Nicolás Maduro, el exmandatario de Venezuela, compareció este miércoles en un tribunal de Manhattan para su tercera audiencia en el caso penal que lo acusa de narcoterrorismo. El líder chavista, de 63 años, y su esposa, Cilia Flores, de 69, permanecen detenidos en una prisión federal de Brooklyn desde su captura en enero del año pasado. Ambos se han declarado inocentes y enfrentan una posible pena de cadena perpetua si el jurado considera que participaron en una conspiración para trasladar cocaína a Estados Unidos.

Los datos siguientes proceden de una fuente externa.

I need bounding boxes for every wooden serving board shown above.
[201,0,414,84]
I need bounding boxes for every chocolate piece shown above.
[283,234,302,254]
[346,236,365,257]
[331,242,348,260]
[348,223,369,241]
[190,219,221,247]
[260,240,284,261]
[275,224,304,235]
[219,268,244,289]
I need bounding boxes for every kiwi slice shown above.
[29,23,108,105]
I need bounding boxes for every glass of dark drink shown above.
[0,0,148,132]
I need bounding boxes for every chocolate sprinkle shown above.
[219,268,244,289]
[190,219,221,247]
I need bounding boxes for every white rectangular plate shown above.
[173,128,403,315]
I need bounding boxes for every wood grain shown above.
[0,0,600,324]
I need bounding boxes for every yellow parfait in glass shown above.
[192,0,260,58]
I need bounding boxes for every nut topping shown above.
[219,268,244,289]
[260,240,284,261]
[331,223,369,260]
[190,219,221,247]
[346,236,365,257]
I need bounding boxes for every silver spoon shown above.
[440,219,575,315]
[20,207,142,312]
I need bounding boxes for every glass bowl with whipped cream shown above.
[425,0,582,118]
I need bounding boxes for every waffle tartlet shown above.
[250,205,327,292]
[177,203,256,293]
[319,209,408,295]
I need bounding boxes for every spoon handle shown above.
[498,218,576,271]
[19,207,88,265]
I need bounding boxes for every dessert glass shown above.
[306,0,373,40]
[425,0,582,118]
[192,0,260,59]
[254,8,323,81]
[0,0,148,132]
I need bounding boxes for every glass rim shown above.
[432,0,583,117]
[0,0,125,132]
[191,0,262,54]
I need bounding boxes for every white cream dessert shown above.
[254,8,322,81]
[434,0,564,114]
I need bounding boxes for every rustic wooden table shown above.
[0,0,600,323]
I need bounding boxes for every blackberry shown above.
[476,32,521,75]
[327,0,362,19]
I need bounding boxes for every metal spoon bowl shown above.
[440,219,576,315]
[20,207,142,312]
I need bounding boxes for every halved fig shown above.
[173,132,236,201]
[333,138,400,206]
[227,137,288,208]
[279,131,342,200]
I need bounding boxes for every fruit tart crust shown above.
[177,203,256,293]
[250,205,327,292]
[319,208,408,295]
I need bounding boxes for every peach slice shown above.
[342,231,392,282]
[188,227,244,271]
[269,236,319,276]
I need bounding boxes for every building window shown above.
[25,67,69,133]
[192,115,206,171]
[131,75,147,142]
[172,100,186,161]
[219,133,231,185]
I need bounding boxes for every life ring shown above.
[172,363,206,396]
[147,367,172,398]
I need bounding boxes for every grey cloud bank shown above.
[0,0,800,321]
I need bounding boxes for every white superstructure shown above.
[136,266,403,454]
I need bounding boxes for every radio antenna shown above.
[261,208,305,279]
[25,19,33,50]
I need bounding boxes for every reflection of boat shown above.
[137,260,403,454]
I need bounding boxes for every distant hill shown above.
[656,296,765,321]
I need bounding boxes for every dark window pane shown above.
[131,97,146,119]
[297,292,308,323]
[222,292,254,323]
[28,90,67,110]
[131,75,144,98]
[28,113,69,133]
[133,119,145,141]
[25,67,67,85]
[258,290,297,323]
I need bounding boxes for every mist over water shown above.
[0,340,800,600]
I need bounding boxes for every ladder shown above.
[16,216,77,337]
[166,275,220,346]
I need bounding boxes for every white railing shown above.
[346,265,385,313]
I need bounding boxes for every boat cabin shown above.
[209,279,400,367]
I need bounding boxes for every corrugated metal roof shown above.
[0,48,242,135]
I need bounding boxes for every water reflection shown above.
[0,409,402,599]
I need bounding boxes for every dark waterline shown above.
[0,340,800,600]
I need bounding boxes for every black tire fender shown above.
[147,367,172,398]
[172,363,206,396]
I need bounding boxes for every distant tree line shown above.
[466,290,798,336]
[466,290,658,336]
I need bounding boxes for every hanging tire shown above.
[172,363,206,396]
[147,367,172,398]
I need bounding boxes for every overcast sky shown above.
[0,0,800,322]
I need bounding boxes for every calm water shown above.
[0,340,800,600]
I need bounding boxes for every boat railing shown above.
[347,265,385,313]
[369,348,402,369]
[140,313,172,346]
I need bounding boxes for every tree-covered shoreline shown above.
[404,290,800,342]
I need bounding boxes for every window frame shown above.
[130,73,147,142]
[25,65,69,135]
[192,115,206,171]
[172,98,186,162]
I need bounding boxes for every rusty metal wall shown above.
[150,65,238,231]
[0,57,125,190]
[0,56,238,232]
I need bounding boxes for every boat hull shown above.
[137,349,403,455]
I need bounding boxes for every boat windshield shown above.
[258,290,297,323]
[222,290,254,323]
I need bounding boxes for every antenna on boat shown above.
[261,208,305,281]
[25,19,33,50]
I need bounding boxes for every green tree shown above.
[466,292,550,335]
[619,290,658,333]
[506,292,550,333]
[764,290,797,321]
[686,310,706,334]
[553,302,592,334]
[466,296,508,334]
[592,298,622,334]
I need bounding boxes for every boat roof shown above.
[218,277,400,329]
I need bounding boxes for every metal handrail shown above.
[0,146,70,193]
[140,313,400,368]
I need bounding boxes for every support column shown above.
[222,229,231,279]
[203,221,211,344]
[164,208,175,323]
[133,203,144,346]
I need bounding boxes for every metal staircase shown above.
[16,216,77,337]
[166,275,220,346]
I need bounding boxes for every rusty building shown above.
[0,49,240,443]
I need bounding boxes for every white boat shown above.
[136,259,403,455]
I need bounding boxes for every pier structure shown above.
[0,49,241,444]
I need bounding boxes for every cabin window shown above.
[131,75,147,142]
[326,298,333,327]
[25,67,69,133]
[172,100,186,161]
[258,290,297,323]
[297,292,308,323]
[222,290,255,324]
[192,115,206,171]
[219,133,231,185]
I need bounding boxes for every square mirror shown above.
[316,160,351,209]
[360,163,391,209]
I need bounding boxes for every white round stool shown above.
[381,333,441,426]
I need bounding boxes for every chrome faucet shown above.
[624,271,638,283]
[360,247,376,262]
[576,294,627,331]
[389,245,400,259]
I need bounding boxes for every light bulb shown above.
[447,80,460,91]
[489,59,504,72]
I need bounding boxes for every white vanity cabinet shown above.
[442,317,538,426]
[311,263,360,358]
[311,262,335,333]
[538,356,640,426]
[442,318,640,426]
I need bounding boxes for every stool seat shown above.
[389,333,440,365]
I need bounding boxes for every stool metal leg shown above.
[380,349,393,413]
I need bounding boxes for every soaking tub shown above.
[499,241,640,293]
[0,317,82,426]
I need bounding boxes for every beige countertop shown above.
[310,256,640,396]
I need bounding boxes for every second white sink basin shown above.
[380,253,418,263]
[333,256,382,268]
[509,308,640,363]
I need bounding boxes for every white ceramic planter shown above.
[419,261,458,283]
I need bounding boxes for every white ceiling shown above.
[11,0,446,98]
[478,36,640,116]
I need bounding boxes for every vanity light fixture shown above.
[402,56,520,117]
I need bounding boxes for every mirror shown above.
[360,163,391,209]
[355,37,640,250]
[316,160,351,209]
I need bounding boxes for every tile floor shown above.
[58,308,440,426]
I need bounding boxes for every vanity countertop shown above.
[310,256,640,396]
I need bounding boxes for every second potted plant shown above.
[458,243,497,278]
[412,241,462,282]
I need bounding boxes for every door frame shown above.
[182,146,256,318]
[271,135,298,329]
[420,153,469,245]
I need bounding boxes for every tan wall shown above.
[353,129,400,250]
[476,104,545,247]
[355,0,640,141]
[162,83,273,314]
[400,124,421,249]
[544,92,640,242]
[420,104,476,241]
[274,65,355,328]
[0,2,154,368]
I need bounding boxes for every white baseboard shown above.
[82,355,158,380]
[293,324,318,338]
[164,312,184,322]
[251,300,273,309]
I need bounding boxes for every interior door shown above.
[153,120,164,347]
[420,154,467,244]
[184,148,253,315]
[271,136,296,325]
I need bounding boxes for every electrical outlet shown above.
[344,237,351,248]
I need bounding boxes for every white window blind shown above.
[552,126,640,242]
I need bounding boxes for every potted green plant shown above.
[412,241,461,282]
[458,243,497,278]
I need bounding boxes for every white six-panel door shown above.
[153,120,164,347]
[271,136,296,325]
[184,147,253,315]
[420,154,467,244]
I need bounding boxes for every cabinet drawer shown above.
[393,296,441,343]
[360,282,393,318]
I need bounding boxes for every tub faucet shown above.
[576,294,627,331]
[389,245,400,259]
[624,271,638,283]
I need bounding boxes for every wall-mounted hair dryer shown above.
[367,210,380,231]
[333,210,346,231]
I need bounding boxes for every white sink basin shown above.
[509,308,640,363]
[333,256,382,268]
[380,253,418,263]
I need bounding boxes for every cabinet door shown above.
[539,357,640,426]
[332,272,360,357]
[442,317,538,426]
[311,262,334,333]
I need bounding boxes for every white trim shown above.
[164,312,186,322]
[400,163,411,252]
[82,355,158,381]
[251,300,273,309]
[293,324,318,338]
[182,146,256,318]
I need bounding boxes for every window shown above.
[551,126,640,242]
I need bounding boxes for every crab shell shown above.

La audiencia se celebró bajo estricta vigilancia policial, ya que en las afueras del tribunal se concentraron decenas de personas que demandaron la libertad de Maduro y otras que apoyaron su detención. La tensión fue palpable, con agentes de policía desplegados para evitar enfrentamientos entre los dos grupos. En un comunicado previo, los fiscales solicitaron que el juicio se programe para junio de 2027, con mociones previas a presentarse a principios de septiembre.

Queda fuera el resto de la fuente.